More Than Bargained For: Court Requires Federal Contractor to Accommodate Independent Contractor’s Disability
Over the past several years, the line between independent contractors and employees has blurred. The Department of Labor’s zeal to convert independent contractors to employees has led to a significant increase in the number of misclassification investigations, and the collection of millions of dollars in back wages, penalties, and interest (i.e., $74 million in fiscal year 2015 alone). Under the guise of fighting for a worker’s minimum wage, overtime compensation, family and medical leave, unemployment insurance, and safe workplaces, independent contractors have greatly benefitted by this increased oversight.
Recently, bona fide independent contractors received a similar “gift” from the judiciary, when the Fifth Circuit Court of Appeals (composing the states of Texas, Louisiana, and Mississippi) held that independent contractors working for companies receiving federal assistance may bring disability discrimination lawsuits under the Rehabilitation Act, 29 U.S.C. §701, et seq.
In Flynn v. Distinctive Home Care, Inc., Case No. 15-50314 (5th Cir. Feb. 1, 2016), a federal contractor at Lackland Air Force Base learned of several patient complaints about an independent contractor pediatrician, which the pediatrician attributed to her recently diagnosed Autism Spectrum Disorder-Mild (formerly known as Asperger’s Syndrome). The federal contractor denied the pediatrician disability accommodations and terminated her contract.
The pediatrician sued the federal contractor under the Rehabilitation Act for wrongful termination, hostile work environment, and failure to provide reasonable disability accommodations. The district court held that the pediatrician could not sue for discrimination under the Rehabilitation Act because she was an independent contractor, not an employee.
On appeal, the Fifth Circuit reversed and remanded. Following the lead of the Ninth Circuit Court of Appeals (Alaska, Arizona, California, Hawaii, Idaho, Montana, Nevada, Oregon, and Washington, along with territories Guam and the Northern Mariana Islands), it distinguished the Rehabilitation Act from the Americans with Disabilities Act (“ADA”), the similar statute that protects disabled employees from discrimination in the private sector. Whereas the ADA provides for discrimination claims relating to “terms, conditions, and privileges of employment,” Section 504 of the Rehabilitation Act bans discrimination “under any program or activity receiving federal assistance.” This language showed that Congress did not intend for the Rehabilitation Act to require Defendant to be Plaintiff’s “employer.”

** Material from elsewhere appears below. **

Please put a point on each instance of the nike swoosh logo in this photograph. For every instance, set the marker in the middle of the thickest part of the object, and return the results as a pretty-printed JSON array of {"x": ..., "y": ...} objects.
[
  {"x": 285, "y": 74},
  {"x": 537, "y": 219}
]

The Fifth Circuit disagreed, however, with a similar case in the Eighth Circuit (representing the states of Arkansas, Iowa, Minnesota, Missouri, Nebraska, North Dakota and South Dakota), which required a defendant to “employ” a plaintiff in order to have standing under the Rehabilitation Act. This may set the stage for possible Supreme Court review to resolve the circuit split, something that it declined to do the last time it considered this issue in 2010.
Businesses that receive federal funds and operate within the Fifth or Ninth Circuits should review their independent contractor policies and ensure compliance with the ADA/Rehabilitation Act, as if those contractors were employees. Businesses in other states outside the Eighth Circuit should consider doing so as well, to reduce the risk of future claims.